In Boca Raton, Fl, for the opening of the first Ulysse Nardin USA boutique, future hall of famer baseball player–and watch collector—Randy Johnson made an appearance and talked with us about his reflections on time, fast balls and timepieces. During his 22-year baseball career, this 6’10” left-handed Major League baseball pitcher was famed as having one of the dominant fastballs in baseball. He played for six teams over his career, and sometimes exceeded 100 miles per hour. He won the Cy Young Award five times (second to Roger Clemens, who won seven times), and pitched some notable game, including two no-hitters and the 17th perfect game in baseball history.
Standing tall and obviously comfortable in the company of watch collectors, Johnson mingled and showed off his Ulysse Nardin timepiece. He admitted that he enjoys watch collecting and owns a few – well –maybe more like 40–watches. Among them: Patek Philippe, Audemars Piguet, IWC and, of course, Ulysse Nardin. He also owns a few watch winders to keep things moving.
For those who know the background of Randy Johnson, he liked to keep things moving. His fast pitch was one of the best in the game of baseball, and he is remembered for many a pitch.
A few notables: one that drew a surrender flag from a batter after a few close calls; one that was more than a close call and clocked a bird full speed. When asked about the latter, he said that even though it was a long time ago, he still remembers it well. He said it was like a “pillow exploding in air.” Feathers went everywhere. “I guess I was like everyone else in the stadium then: stunned.”

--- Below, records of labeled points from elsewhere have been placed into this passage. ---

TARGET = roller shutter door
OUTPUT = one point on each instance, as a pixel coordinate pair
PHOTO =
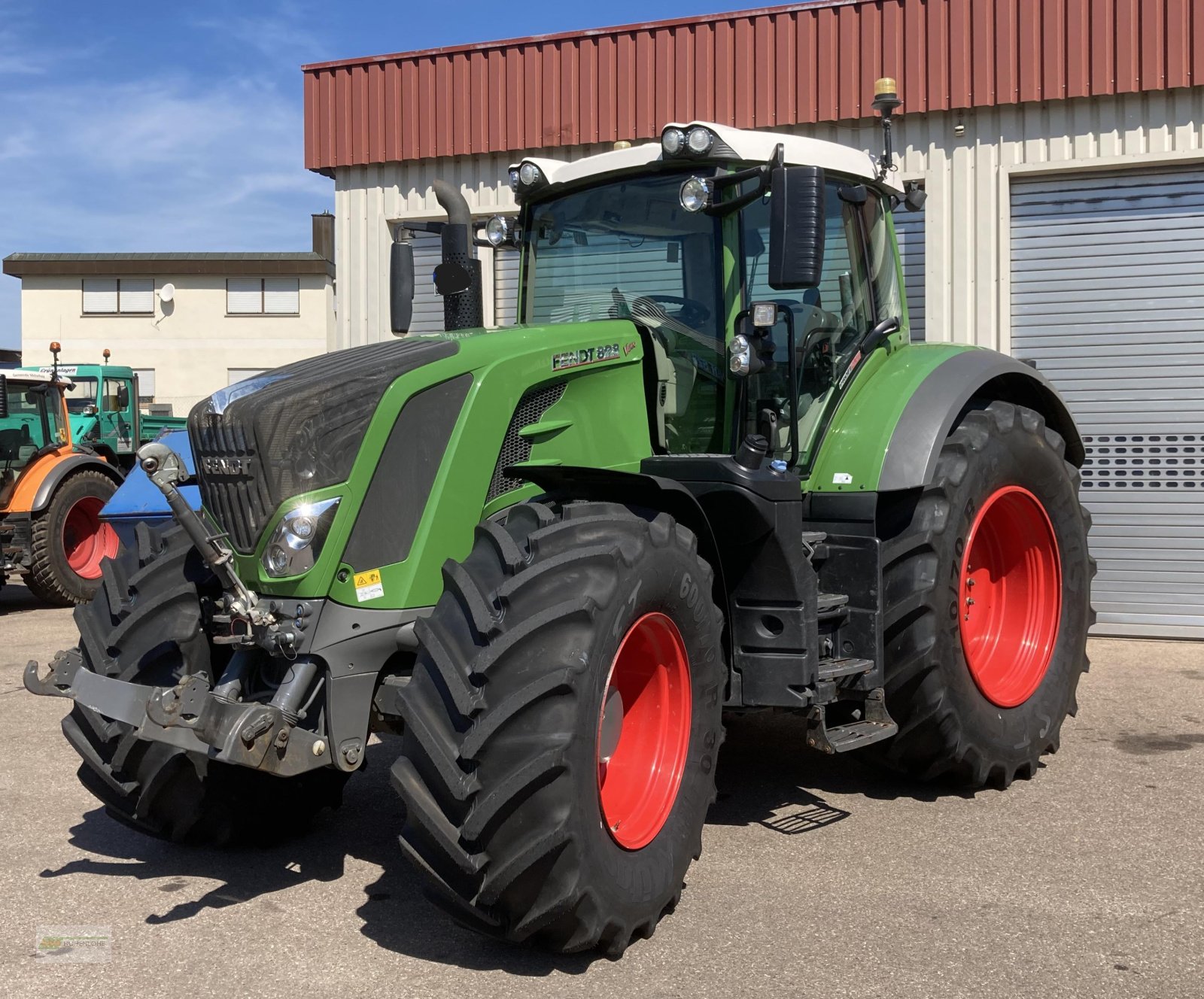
(427, 302)
(909, 232)
(506, 286)
(1108, 299)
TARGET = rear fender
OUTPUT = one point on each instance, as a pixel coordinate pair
(888, 433)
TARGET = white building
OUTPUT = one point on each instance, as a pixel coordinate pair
(1061, 144)
(188, 323)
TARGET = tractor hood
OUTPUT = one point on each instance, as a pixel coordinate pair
(293, 430)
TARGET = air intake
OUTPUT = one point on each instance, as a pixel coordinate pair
(515, 448)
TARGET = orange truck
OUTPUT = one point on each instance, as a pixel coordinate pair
(52, 490)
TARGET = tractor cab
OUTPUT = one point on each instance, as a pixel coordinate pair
(33, 421)
(760, 268)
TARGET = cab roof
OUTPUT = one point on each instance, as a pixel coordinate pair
(746, 146)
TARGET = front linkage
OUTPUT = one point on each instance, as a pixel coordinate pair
(214, 721)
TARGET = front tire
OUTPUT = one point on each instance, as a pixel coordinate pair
(70, 541)
(563, 726)
(987, 581)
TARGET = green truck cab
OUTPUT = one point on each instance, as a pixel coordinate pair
(102, 406)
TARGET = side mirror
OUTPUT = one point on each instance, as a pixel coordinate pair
(401, 287)
(798, 228)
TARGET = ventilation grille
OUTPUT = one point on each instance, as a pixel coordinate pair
(515, 449)
(1144, 461)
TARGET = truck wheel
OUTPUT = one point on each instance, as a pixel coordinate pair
(987, 585)
(70, 541)
(563, 726)
(144, 626)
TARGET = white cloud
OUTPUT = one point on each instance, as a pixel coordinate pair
(172, 162)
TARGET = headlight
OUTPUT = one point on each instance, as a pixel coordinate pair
(529, 175)
(740, 355)
(298, 539)
(700, 141)
(695, 194)
(500, 230)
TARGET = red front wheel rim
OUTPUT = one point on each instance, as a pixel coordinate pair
(87, 539)
(1011, 597)
(643, 731)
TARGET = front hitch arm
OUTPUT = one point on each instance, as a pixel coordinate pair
(166, 471)
(190, 716)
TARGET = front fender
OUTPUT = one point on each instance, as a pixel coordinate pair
(65, 467)
(888, 433)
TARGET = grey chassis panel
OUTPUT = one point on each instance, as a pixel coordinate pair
(69, 467)
(929, 418)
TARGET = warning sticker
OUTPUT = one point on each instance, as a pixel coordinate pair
(367, 585)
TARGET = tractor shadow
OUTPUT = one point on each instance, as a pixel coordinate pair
(766, 776)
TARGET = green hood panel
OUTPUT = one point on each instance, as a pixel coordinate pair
(600, 419)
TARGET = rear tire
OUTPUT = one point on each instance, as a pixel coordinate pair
(972, 708)
(70, 541)
(509, 802)
(144, 626)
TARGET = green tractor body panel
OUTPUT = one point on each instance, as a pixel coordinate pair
(600, 421)
(854, 447)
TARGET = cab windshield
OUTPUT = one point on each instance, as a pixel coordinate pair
(33, 423)
(630, 251)
(82, 396)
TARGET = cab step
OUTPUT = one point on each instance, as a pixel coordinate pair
(831, 605)
(832, 670)
(876, 726)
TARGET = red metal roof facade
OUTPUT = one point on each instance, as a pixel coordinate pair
(788, 65)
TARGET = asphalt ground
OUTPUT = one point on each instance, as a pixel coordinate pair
(819, 876)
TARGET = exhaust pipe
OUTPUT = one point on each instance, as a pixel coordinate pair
(461, 278)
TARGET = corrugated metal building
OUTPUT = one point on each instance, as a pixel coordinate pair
(1060, 142)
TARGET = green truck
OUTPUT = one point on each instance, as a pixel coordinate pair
(707, 475)
(102, 406)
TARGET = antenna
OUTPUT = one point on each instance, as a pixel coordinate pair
(886, 100)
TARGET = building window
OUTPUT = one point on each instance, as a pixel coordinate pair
(263, 296)
(118, 296)
(146, 384)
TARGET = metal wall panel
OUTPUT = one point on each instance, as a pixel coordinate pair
(1108, 298)
(770, 68)
(506, 287)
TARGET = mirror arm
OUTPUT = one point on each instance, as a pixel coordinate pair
(762, 174)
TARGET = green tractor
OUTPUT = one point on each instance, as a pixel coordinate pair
(706, 475)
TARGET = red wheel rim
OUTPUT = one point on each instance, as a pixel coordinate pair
(643, 731)
(1011, 599)
(87, 539)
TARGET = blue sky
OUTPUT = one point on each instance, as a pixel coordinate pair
(178, 126)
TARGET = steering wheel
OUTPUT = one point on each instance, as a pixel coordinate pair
(692, 312)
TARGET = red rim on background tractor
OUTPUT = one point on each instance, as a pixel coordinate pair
(87, 539)
(644, 731)
(1011, 597)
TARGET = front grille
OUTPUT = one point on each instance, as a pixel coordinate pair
(234, 487)
(515, 449)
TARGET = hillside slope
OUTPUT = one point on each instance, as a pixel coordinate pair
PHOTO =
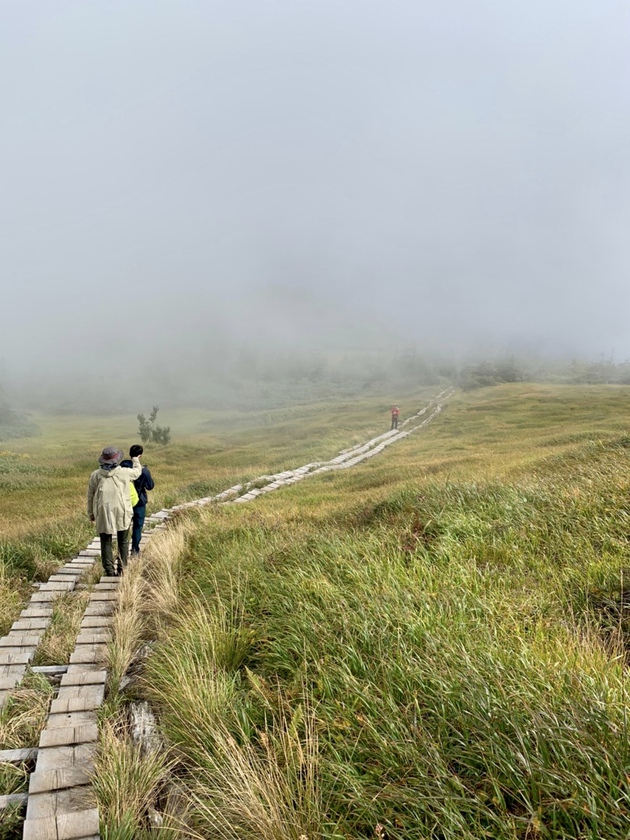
(429, 645)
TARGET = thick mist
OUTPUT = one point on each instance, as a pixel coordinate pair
(185, 183)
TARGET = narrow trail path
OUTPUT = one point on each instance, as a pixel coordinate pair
(60, 804)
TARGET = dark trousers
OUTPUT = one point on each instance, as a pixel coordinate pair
(139, 512)
(107, 552)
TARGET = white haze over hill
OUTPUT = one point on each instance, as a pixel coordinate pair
(182, 177)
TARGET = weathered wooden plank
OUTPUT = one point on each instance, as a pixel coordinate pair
(61, 777)
(21, 638)
(69, 735)
(84, 675)
(87, 653)
(13, 799)
(49, 670)
(16, 655)
(24, 624)
(78, 698)
(18, 756)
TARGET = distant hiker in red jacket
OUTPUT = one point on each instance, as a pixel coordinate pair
(395, 415)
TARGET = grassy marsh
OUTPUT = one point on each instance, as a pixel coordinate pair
(436, 612)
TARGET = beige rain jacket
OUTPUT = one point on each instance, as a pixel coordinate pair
(109, 501)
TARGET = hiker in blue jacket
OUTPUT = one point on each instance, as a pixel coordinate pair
(142, 484)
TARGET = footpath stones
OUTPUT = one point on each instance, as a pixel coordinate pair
(61, 803)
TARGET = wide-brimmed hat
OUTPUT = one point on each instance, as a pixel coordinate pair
(111, 456)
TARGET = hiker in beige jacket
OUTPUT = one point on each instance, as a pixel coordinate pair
(109, 505)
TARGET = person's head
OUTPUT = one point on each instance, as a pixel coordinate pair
(110, 457)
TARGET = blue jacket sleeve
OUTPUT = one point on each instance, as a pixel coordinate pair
(148, 480)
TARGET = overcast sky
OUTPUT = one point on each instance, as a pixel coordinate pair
(452, 172)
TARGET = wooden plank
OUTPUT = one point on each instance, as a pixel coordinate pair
(87, 654)
(16, 656)
(69, 735)
(49, 670)
(62, 777)
(21, 638)
(18, 756)
(56, 803)
(84, 675)
(53, 758)
(13, 799)
(31, 623)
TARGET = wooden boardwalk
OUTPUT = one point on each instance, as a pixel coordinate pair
(60, 804)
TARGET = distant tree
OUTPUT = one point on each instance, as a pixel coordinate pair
(148, 430)
(144, 428)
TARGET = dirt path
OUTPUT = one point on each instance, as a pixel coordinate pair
(60, 803)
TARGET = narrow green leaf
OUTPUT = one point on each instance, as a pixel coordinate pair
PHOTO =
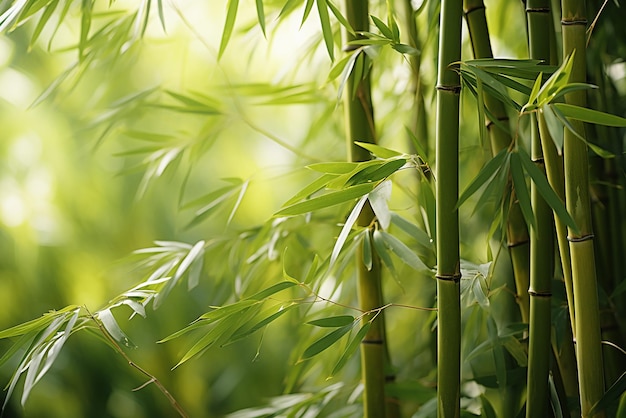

Today, Johnson enjoys, among other things, making commercials for companies such as Geico, where his famed fast pitch has decision-makers in the commercial recognizing having a snowball fight with Randy Johnson is a bad decision. (The snowball thrown by Johnson goes right through the man’s shoulder in typical Geico dry humor.) Johnson also seemed to enjoy talking to the press – something he didn’t really enjoy in his heyday. But then, we were the watch press.
We tried to get his viewpoint on his favorite brands—knowing how many watches he owns. His response: “Well that’s like asking me which of my kids is my favorite. I have four of them and they each have their own unique attributes. Watches all have something different and special to offer. That’s why I have so many.”